EPA Dredging Project Starts In Superiors’ Howards Bay
If you've noticed some activity under the east-side of the Blatnik Bridge this week, it's for a reason. The United States Environmental Protection Agency (EPA) started a planned dredging project at Howards Bay that's expected to last the summer and into early fall.
According to details released by the EPA, the work is tied to the St. Louis River Area of Concern - which was created as part of the 1987 Great Lakes Water Quality Agreement. This specific project will see crews dredging contaminated sediment at Howards Bay. "Sediment in Howards Bay is polluted with contaminants typically associated with fossil fuels such as coal, gasoline, and oil". The work is one part routine navigation dredging combined with environmental restoration to remove the contamination.
The EPA dredging area is sizable in nature - extending from "Hughitt Slip to the head of Howards Bay near 5th and Main Street". All told, the crew - with a mechanical dredge implement - will work to remove approximately 75,000 cubic yards of contaminated sediment, which will eventually be disposed of at the Wisconsin Point Landfill. At the landfill, a protective barrier layer of soil will cover the contaminated sediment.

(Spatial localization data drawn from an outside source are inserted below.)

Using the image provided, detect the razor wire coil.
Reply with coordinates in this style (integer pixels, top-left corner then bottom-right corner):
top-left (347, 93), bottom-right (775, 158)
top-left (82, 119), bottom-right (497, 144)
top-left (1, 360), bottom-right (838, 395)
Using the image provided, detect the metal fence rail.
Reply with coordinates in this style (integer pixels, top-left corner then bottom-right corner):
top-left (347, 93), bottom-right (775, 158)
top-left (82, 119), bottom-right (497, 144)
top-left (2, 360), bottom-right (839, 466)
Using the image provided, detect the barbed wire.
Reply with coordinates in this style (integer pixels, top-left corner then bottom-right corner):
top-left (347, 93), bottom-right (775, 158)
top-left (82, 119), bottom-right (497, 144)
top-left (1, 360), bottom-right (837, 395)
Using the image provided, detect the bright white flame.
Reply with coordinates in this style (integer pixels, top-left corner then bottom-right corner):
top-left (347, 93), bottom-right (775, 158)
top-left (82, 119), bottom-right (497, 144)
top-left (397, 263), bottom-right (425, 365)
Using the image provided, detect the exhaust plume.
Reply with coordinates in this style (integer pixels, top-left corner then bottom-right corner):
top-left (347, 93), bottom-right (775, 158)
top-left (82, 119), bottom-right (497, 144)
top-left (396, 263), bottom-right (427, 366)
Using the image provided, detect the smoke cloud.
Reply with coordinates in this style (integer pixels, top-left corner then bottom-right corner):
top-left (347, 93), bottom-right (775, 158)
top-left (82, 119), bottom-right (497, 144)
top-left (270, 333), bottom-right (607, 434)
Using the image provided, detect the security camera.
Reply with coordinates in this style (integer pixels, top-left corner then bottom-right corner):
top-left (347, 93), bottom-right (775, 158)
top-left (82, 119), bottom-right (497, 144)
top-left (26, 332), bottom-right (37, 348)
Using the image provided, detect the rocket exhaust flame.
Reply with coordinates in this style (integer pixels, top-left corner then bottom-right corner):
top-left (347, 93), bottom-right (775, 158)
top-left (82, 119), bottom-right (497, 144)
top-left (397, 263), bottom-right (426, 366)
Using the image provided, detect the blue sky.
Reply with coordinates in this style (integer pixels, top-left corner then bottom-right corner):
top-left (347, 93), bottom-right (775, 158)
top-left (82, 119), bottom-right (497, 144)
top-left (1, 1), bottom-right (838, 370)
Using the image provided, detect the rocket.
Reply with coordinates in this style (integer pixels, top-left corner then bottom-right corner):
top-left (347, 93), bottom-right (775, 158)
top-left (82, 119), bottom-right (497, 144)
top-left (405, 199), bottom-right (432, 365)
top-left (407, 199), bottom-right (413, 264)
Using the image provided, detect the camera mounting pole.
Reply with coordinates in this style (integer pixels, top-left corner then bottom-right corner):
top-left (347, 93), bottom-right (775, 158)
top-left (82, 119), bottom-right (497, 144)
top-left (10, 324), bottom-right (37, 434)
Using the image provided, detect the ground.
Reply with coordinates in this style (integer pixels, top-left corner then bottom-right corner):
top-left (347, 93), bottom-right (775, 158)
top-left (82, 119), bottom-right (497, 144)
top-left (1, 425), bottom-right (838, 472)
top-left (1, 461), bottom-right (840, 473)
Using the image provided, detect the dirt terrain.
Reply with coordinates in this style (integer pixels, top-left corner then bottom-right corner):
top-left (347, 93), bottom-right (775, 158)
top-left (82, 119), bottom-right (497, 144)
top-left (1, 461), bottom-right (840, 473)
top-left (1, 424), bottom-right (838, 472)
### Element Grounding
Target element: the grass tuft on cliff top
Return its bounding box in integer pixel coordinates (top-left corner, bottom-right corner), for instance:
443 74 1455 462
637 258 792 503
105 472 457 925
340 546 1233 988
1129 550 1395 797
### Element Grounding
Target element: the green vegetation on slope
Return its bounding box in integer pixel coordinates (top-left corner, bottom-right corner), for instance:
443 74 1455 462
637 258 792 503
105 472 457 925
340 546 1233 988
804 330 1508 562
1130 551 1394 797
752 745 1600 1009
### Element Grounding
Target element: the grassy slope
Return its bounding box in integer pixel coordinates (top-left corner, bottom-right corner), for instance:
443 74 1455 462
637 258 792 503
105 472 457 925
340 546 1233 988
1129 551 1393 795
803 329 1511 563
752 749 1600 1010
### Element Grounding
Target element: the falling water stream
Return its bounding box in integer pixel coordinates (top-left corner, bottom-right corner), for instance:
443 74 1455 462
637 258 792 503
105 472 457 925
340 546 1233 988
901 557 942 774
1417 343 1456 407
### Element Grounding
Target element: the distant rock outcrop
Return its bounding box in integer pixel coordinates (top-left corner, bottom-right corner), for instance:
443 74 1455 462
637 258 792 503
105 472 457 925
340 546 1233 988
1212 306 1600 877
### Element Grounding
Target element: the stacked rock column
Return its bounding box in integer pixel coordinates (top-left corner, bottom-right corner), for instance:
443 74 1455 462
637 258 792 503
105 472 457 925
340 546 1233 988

All told, the voluntary dredging work at Howards Bay will cost $12.1 million, with funds coming from the federal Great Lakes Restoration Initiative along with its non-federal partners - Fraser Shipyards Inc., Wisconsin Department of Natural Resources, and the City of Superior. The Great Lakes Restoration Initiative was formed in 2010 as a "non-regulatory program to accelerate efforts to protect and restore the largest system of fresh surface water in the world".